Hi, I'm bipolar 1, diagnosed when I was 17. I had one really intense first manic episode,  with a psychosis that lasted more then a month before I voluntarily went to emergency. Than I was so depressed that I asked to go back to the hospital, and then I had another manic episode because I took antidepressants. From then on it went better and better, until recently, when I got completely stable.

I am perfectly fine, like I was before I got this illness. So we are lowering my medication, because I am afraid I will get tardive dyskinesia. I am currently taking Seroquel 700 mg and Lamictal 250. I have previously been on several antipsychotics, and that is what scares me. Less than a year ago, I was also taking 4 mg of Risperdal. I'm scared that I will get antipsychotic-withdrawal-induced tardive dyskenisia. What are the symptoms of withdrawal and how would withdrawal TD manifest itself? Can anyone who has tapered-off antipsychotics tell me about their experience?
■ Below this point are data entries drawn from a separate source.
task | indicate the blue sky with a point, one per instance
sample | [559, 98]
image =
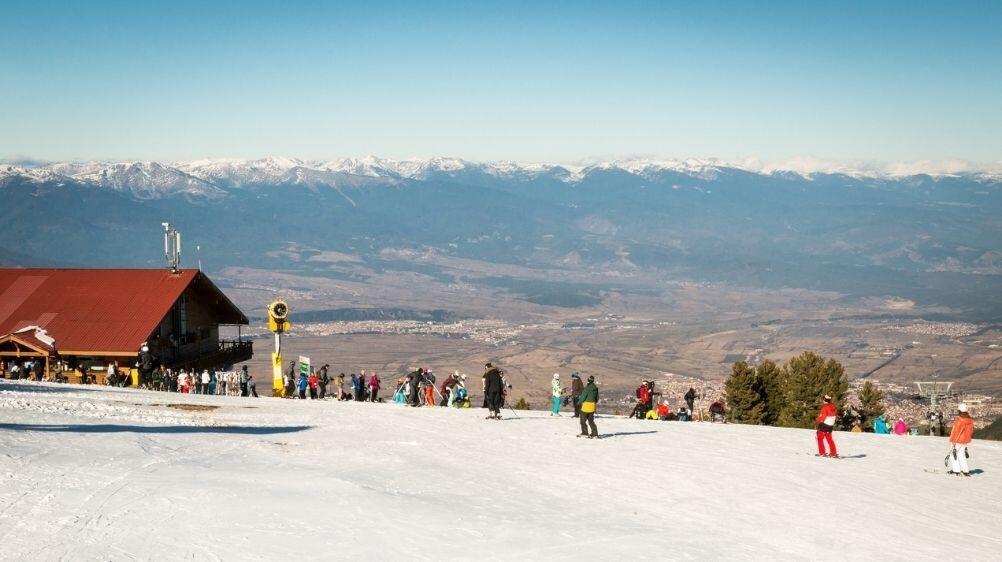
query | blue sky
[531, 81]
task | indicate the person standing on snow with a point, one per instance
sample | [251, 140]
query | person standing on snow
[291, 380]
[493, 391]
[960, 437]
[826, 425]
[304, 383]
[414, 390]
[313, 382]
[557, 392]
[361, 388]
[900, 427]
[880, 425]
[575, 392]
[446, 390]
[325, 380]
[690, 400]
[589, 401]
[374, 386]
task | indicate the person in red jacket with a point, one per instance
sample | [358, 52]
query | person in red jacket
[960, 437]
[826, 424]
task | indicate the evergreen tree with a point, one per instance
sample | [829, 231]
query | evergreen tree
[771, 387]
[871, 405]
[807, 379]
[742, 395]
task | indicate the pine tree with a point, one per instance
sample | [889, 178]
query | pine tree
[743, 397]
[771, 387]
[871, 405]
[808, 378]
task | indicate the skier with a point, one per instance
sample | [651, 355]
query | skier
[374, 386]
[716, 411]
[557, 392]
[360, 387]
[900, 427]
[325, 380]
[493, 391]
[291, 380]
[826, 424]
[339, 387]
[313, 383]
[429, 388]
[446, 389]
[663, 411]
[243, 382]
[304, 383]
[575, 392]
[960, 437]
[589, 399]
[690, 400]
[414, 390]
[880, 425]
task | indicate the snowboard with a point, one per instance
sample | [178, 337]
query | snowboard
[839, 458]
[946, 472]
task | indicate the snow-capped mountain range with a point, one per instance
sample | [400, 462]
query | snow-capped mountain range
[210, 178]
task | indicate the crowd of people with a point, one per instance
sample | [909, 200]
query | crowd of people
[419, 389]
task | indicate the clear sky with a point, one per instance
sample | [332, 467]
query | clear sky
[530, 81]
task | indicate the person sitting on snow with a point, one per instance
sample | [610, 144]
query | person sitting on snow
[717, 411]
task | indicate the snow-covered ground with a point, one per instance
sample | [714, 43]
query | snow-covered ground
[102, 474]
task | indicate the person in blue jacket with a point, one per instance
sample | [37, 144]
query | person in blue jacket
[304, 383]
[880, 425]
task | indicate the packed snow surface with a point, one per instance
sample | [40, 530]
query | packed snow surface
[104, 474]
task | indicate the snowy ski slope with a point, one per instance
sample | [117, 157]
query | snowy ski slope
[101, 474]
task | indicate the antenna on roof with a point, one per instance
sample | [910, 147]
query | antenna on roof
[171, 246]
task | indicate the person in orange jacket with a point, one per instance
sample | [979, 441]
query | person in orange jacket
[960, 436]
[663, 411]
[826, 425]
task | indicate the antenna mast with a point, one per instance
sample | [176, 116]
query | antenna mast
[171, 246]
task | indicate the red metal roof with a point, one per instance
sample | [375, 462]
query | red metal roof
[93, 310]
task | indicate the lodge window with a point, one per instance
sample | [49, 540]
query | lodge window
[180, 318]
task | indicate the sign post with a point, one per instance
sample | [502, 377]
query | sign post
[278, 313]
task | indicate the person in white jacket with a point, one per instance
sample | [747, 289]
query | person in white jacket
[557, 392]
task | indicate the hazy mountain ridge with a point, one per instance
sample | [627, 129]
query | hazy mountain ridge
[933, 238]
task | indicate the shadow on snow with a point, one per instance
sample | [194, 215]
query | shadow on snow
[109, 428]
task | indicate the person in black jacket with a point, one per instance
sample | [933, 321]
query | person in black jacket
[493, 390]
[690, 401]
[576, 388]
[589, 402]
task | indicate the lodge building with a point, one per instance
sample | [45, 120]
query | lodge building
[72, 319]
I am also afraid that I might not be stable enough with only lithium, which would make my psychiatrist want to put me back on Seroquel, which I DO NOT want. I have read a lot about these drugs (researches and resumés and articles on reputed sites about these drugs and tardive dyskinesia) and I don't want to take any risks.

I don't know if this is  unusual, but I want to establish some kind of contract in case I get psychotic again, so that antipsychotics are used only in small quantities and for minimal durations of time by any psychiatrist that would be treating me. But now that I'm thinking of it, that would mainly be my actual psychiatrist. I any case, I do not want to let some very powerful medications harm my life.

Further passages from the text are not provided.